Today I see the holy in the things I dont even realize I am doing, in the people I dont even notice I am touching, in the ways in which the Spirit works through me without my knowing it. I think I will always worry about those who don't like me, but I'm going to have to go with the serenity prayer here:
God grant me the serenity to accept the things I cannot change;
courage to change the things I can;
and wisdom to know the difference.
Living one day at a time;
Enjoying one moment at a time;
Accepting hardships as the pathway to peace;
Taking, as He did, this sinful world as it is, not as I would have it;
Trusting that He will make all things right if I surrender to His Will;
That I may be reasonably happy in this life
and supremely happy with Him forever in the next.
Amen.
--Reinhold Niebuhr
Today I see the holy in the tears I have shed, knowing that they holy spirit is cleansing my heart of the hurt. Today I see the holy in this journey of self discovery, self evaluation, and the process of self betterment. I see the holy in the challenge to re-evaluate and fix whatever it was in me that has possibly hurt another person. I see the holy in the blessing of a moment to know that I have touched someone's life that might have gone unnoticed. I see the holy in the FACT the I live. I live well. And I am strong enough to live a life of Love.I hope and pray that I can continue to live a life of love that grows out of me like vines...
Isn't that what Jesus wanted as well? For us to be the branches going out into the world to share his love? After the things said to me, the way people have acted I could just hole up and say "screw you world!" My vine could shrivle up and die. It would be easier. It would be so nice to not care about anyone and rather just worry about yourself. But the part that makes life worth living, is the part where you feel that heart-squeezing, self-crushing love.
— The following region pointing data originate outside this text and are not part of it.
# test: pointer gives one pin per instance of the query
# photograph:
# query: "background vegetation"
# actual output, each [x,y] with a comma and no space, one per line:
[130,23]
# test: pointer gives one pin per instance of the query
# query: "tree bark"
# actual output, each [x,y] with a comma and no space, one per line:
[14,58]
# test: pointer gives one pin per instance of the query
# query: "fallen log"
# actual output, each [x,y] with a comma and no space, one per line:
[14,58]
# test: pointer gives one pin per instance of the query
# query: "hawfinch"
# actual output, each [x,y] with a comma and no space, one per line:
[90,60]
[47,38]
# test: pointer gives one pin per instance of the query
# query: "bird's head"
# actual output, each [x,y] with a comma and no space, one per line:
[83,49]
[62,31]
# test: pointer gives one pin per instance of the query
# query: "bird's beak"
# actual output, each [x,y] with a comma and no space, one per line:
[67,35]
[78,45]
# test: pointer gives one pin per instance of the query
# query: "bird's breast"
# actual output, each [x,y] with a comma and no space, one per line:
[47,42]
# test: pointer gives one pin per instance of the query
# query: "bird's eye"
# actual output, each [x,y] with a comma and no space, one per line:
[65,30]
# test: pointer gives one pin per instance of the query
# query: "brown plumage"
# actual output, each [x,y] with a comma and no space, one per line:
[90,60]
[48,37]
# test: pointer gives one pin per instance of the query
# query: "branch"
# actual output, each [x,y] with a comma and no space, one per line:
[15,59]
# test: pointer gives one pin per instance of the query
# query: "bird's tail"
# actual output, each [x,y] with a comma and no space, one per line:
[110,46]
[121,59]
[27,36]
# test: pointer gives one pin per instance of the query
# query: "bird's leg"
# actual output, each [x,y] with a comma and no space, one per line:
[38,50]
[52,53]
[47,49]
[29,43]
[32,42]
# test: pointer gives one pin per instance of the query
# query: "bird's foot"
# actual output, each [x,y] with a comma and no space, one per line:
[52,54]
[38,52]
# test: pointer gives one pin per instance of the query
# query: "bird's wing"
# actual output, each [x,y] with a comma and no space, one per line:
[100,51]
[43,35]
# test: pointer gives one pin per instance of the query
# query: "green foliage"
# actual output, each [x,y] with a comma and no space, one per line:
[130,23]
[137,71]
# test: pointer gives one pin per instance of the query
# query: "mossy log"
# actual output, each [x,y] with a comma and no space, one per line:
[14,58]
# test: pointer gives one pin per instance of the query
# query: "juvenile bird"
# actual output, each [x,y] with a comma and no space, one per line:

The thing that says it doesn't matter what happens for me in return this person, animal, being deserves to be loved.
Not singing for someone who has tears running down their face and thinking "Wow I must be amazing" but knowing that your music has given them some comfort that nothing else has.
Not giving a gift so that you can be the greatest person in someone's life, but rather to see that look of sheer joy on their face and know they feel important.
Not to get compliments, or praise, or thanks... but to know that one thing I may have done has made the world of someone else that much brighter.
I want to live simply to bring love... to be the encounter with the holy... in someone else's life.
When you stop believing in your heart,
you are but a sterile vessel wandering in the wilderness.”